In summary, our results suggest a crucial role of IR in CLL, IR/AS patterns, and pathways affected by these transcriptome alterations, and the potential impact of this in leukemia’s pathophysiology. More importantly, we hypothesize that by extension, there are broader implications of our findings implicating IR/AS in the process of carcinogenesis in general. Furthermore, we found that pSF3B1 de-phosphorylation mediated by SF3B1 inhibitor (PLAD-B) is critical in the mechanism of these compounds’ action and provides evidence that increased signaling through the spliceosome machinery components may be responsible for the IR/AS transcriptome alterations present in CLL. We showed that clearly there is significantly higher abundance of retained introns in CLL-B cells. The pathway analysis as well as macrolide treatment provided evidence in favor of the dysregulated RNA splicing machinery that could be targeted in CLL. These findings have the potential to be extrapolated in other malignancies as well. The role of not only IR, but also of other AS events could be of clinical significance in CLL, therefore that could be an area for further investigation to decipher the role of ARS in leukemogenesis. Our study provides evidence that there is correlation between transcript and protein levels as the validation using western blot technique for FMOD, HS3ST1, and GUCY2C1 showed that the expression of protein was qualitatively elevated in CLL-B cells as compared with NBCs. Our findings are in concordance with an earlier study where Pearson correlation at the transcript and protein levels was 0.74, 0.74, and 0.56 for FMOD, GUCY2C, and HS3ST1 genes, respectively, suggesting that if there is an expression of transcript, we can expect protein expression as well.⁶³ Furthermore, other studies have reported that intron-retained mRNAs with premature termination codons (PTCs) are translated into new protein isoforms.⁶⁴ As other studies have reported that intron-retained mRNAs with PTCs are translated into new protein isoform ARS events in the context of leukemogenesis or carcinogenesis (in solid tumors), there is a need for large-scale integration of OMICS studies coupled with functional assays to address the question of how these events affect the process of leukemogenesis/carcinogenesis in different malignancies, including CLL.

Materials and methods

This study was conducted in compliance with the Declaration of Helsinki and approved by the Institutional Ethics Committee of the Moores Cancer Center, University of California, San Diego (CA), USA.

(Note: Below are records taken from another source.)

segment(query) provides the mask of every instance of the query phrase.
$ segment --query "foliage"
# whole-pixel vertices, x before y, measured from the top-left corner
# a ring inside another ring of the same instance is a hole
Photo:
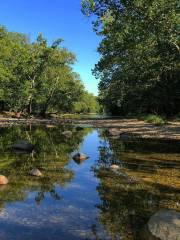
[[[76,57],[62,41],[48,45],[39,34],[31,43],[26,35],[0,27],[0,110],[41,116],[73,112],[75,103],[89,96],[73,72]]]
[[[177,114],[180,108],[177,0],[83,0],[102,37],[101,102],[112,114]]]
[[[74,104],[74,112],[76,113],[97,113],[99,109],[97,98],[88,92],[84,92],[81,100]]]

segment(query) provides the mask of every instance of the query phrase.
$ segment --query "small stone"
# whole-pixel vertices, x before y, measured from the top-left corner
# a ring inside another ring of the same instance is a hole
[[[8,184],[8,179],[7,177],[3,176],[3,175],[0,175],[0,185],[6,185]]]
[[[120,169],[120,167],[116,164],[113,164],[113,165],[110,166],[110,169],[111,170],[118,170],[118,169]]]
[[[41,177],[42,173],[39,171],[39,169],[34,168],[29,172],[29,175],[35,176],[35,177]]]

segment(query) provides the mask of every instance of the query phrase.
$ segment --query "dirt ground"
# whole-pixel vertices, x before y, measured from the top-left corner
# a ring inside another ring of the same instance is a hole
[[[80,124],[97,128],[112,128],[119,134],[129,134],[140,138],[180,140],[180,121],[169,121],[163,126],[139,121],[137,119],[17,119],[0,117],[0,127],[19,124],[44,124],[51,127],[57,124]]]

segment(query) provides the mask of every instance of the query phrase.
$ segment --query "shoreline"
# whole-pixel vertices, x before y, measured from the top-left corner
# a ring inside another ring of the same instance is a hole
[[[0,117],[0,127],[14,125],[45,125],[47,128],[60,124],[88,125],[94,128],[107,128],[115,131],[115,136],[123,138],[180,140],[180,121],[169,121],[156,126],[137,119],[40,119]],[[113,135],[112,135],[113,137]]]

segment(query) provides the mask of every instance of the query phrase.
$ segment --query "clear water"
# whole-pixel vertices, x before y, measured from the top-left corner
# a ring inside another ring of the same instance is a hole
[[[17,139],[35,151],[14,152]],[[74,162],[78,151],[89,159]],[[43,177],[29,176],[32,168]],[[122,142],[76,126],[0,128],[0,174],[9,179],[0,187],[1,240],[144,239],[153,213],[180,210],[179,142]]]

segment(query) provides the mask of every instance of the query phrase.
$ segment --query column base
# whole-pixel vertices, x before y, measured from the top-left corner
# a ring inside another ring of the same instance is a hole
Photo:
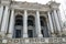
[[[43,35],[42,34],[38,34],[37,37],[43,37]]]
[[[23,37],[28,37],[28,34],[23,34]]]
[[[7,37],[12,38],[12,34],[8,34]]]
[[[4,37],[6,37],[6,33],[4,33],[3,31],[1,31],[1,32],[0,32],[0,36],[1,36],[2,38],[4,38]]]

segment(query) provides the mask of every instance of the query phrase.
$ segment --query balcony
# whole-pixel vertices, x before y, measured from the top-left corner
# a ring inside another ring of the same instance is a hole
[[[66,44],[66,37],[0,38],[0,44]]]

Strategy to identify the IR events in CLL vs. NBC samples

The RNA-seq data were obtained from the EGA (http://www.ebi.ac.uk/ega).⁶⁵ These data come from 98 CLL patients and nine NBC samples, and can be found in the following link on EGA (Study ID: EGAS00001000374).²⁷ In this study we used these datasets to study the significance of IR in CLL cells and NBCs. The workflow for the study shows different steps taken for executing the RNA-seq analysis on this dataset (Figure 1).

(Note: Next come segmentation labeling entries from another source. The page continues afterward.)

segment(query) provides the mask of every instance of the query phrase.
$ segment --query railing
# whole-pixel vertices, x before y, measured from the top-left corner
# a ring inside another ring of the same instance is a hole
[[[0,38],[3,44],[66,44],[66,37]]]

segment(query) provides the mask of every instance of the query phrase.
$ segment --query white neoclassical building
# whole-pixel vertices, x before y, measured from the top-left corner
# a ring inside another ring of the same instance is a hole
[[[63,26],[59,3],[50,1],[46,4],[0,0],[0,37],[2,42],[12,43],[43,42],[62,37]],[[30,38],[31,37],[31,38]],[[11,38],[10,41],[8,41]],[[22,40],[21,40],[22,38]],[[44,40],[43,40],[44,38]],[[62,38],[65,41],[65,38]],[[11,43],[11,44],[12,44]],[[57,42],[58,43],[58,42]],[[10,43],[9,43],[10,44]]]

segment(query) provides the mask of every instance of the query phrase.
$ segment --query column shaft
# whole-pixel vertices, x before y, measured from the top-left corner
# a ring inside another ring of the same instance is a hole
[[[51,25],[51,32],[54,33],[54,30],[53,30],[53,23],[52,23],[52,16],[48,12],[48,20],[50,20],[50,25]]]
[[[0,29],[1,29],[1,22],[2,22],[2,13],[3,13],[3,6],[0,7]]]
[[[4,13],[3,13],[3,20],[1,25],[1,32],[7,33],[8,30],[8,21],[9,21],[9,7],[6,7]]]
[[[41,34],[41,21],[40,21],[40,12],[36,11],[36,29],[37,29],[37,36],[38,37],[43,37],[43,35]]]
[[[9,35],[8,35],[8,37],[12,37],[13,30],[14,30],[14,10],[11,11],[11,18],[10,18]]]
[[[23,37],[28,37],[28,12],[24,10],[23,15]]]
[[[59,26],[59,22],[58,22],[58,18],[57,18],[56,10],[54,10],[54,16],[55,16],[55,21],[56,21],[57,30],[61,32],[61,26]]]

The details of the CLL samples used for RNA-seq analysis are provided in Table S1. The details of the primers used for detecting mutations in SF3B1 gene are provided in Table S3. The list of the patients with only SF3B1 mutations is provided in Table S4.

The samples were classified into two risk groups: high risk and low risk based on IGHV mutational status. CLL patients with leukemic cells expressing unmutated IGHV (U-CLL) were classified as high risk (HR) and patients with CLL cells expressing mutated IGHV (M-CLL) as low risk (LR). The Illumina platform was used to sequence RNA collected from these CLL samples. The obtained reads were mapped to the Ensembl GRCh37.62 B (hg19) reference genome using RNA sequence aligner Tophat that aligns the reads across splice junctions independently of gene annotations.⁶⁶^,⁶⁷ The transcriptome-wide data were analyzed using TPM analysis. The transcripts that were expressed in at least 60% of both NBCs and CLL cell samples were subsequently analyzed for IR analysis.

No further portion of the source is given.